Five years into the war in Iraq, military history seems to be experiencing a golden age. Hollywood has been cranking out war movies. Publishers have been lining bookstore shelves with new battle tomes, which consumers are eagerly lapping up. Even the critics have been enjoying themselves. Two of the last five Pulitzer Prizes in history were awarded to books about the American military. Four of the five Oscar nominees for best documentary this year were about warfare. Business, for military historians, is good.
Except, strangely enough, in academia. On college campuses, historians who study military institutions and the practice of war are watching their classrooms overflow and their books climb bestseller lists—but many say they are still struggling, as they have been for years, to win the respect of their fellow scholars. John Lynn, a professor of history at the University of Illinois, first described this paradox in a 1997 essay called "The Embattled Future of Academic Military History." The field, he wrote, with its emphasis on predominantly male co mbatants and its decidedly nontheoretical subject matter, "has always been something of a pariah in U.S. universities." For years, military historians have been accused by their colleagues of being, by turns, right wing, morally suspect, or, as Lynn puts it, "just plain dumb." Scholars who study D-Day or the Battle of Thermopylae may sell books and fill lecture halls, but they don't have much success with hiring committees.
This state of affairs, needless to say, vexes military historians to no end. As the Iraq war plods along, shackled to frequent—and often misleading—comparisons to Vietnam and World War II, scholars with a deep understanding of war would seem to be in high demand. But, at many prestigious schools, they are not. "Military history today is in the same curious position it has been in for decades: extremely popular with the American public at large, and relatively marginalized within professional academic circles," writes Robert Citino, a professor of history at Eastern Michigan University, in a recent issue of the American Historical Review, the flagship journal of the historical profession. "While military history dominates the airwaves...its academic footprint continues to shrink, and it has largely vanished from the curriculum of many of our elite universities."

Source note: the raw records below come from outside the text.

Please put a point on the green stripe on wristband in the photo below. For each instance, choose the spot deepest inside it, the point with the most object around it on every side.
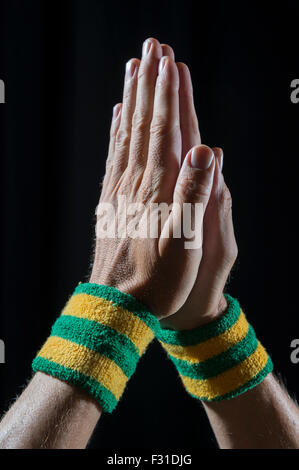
(91, 386)
(204, 332)
(220, 363)
(99, 338)
(125, 301)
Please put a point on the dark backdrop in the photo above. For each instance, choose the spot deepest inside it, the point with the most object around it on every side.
(63, 64)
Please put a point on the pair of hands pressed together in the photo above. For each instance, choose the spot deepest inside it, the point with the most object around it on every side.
(155, 155)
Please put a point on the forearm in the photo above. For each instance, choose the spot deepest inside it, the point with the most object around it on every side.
(262, 418)
(50, 414)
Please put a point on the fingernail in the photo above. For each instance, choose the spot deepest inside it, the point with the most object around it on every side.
(162, 64)
(201, 157)
(130, 69)
(146, 47)
(221, 161)
(116, 111)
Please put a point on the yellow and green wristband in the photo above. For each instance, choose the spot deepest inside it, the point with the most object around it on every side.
(97, 341)
(219, 360)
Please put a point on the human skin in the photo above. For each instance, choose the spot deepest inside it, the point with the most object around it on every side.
(53, 414)
(265, 417)
(145, 148)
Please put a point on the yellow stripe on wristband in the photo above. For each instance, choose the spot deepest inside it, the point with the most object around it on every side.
(212, 347)
(90, 363)
(230, 380)
(106, 313)
(97, 342)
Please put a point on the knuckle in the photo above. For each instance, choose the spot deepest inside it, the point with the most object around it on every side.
(225, 199)
(191, 190)
(161, 127)
(122, 138)
(140, 123)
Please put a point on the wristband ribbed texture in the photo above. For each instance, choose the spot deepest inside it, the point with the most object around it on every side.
(219, 360)
(97, 342)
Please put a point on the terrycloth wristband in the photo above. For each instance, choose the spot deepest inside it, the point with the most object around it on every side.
(97, 342)
(219, 360)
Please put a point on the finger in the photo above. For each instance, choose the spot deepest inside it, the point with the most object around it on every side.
(123, 135)
(218, 177)
(142, 117)
(167, 50)
(116, 117)
(218, 152)
(188, 119)
(195, 181)
(115, 123)
(165, 136)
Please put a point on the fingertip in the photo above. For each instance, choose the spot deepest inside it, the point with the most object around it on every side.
(218, 152)
(116, 111)
(167, 51)
(201, 157)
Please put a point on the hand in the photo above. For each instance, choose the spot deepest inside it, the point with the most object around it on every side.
(145, 166)
(206, 300)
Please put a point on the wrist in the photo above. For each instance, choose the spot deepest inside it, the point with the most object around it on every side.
(196, 314)
(218, 360)
(97, 341)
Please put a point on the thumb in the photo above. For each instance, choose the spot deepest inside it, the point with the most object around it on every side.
(195, 180)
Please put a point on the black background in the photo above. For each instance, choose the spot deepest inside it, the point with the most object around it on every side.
(63, 63)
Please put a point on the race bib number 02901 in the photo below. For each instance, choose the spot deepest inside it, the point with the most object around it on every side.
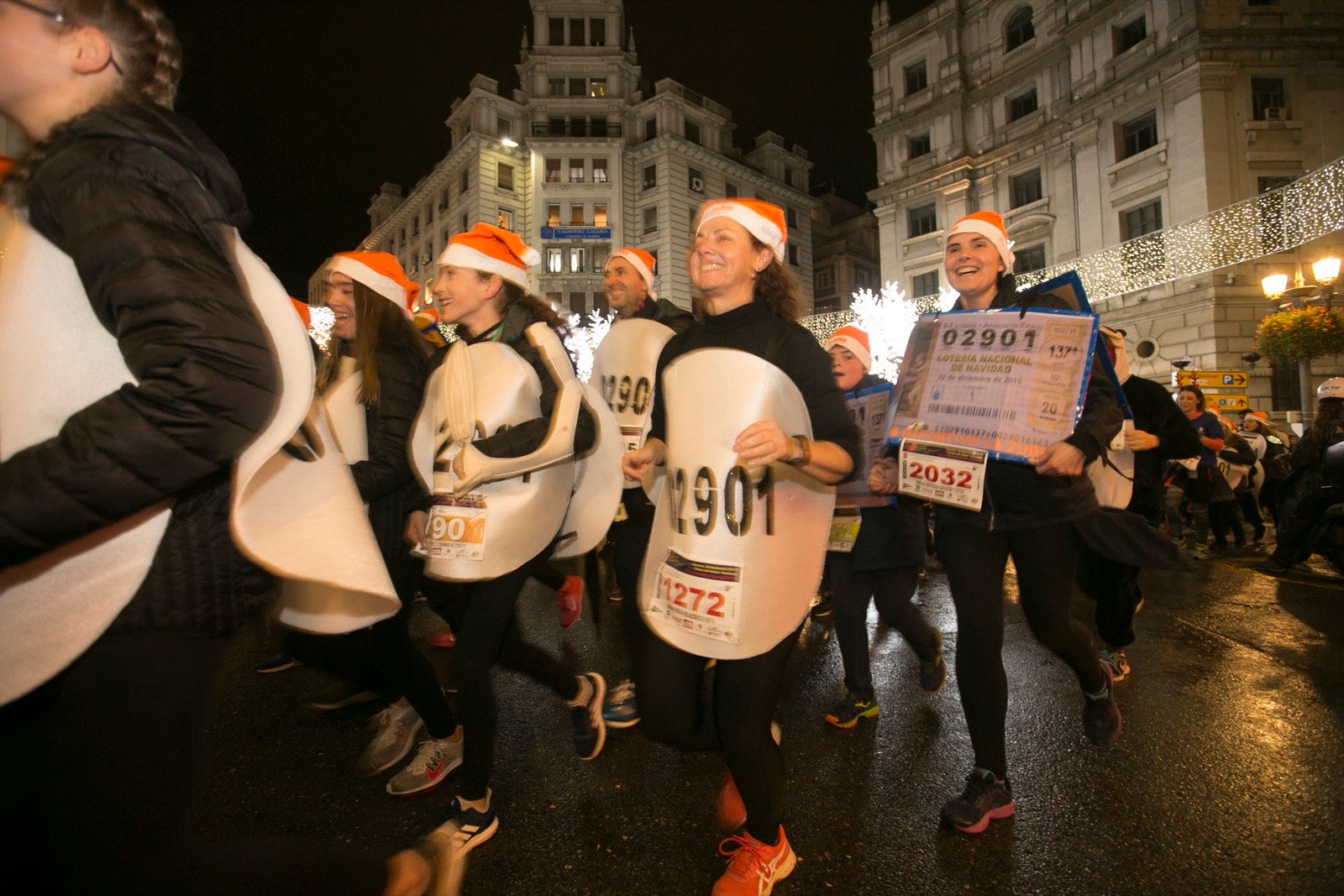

The field that inspired the work of writers from Thucydides to Winston Churchill is, today, only a shell of its former self. The number of high-profile military history experts in the Ivy League can be counted on one hand. Of the more than 150 colleges and universities that offer a Ph.D. in history, only a dozen offer full-fledged military history programs. Most military historians are scattered across a collection of midwestern and southern schools, from Kansas State to Southern Mississippi. "Each of us is pretty much a one-man shop," says Carol Reardon, a professor of military history at Penn State University and the current president of the Society for Military History. The vast majority of colleges and universities do not have a trained military historian on staff.
This situation may get worse in the next few years. As the first baby boomer historians have begun to retire at schools like Michigan and Purdue, two traditional bastions of support for military history, they are not being replaced. More than a decade ago, the University of Wisconsin received $250,000 to endow a military history chair from none other than Stephen Ambrose, the author of Band of Brothers and one of the field's most popular figures. Ambrose donated another $250,000 before he died in 2002, but the school has yet to fill the position. Illinois's Lynn, who has taught military history for more than 30 years, recently announced his retirement, as well. "And when I leave," he writes in an upcoming article in the journal Academic Questions, "a sixty-five year tradition of teaching military history at my alma mater will almost certainly come to an end."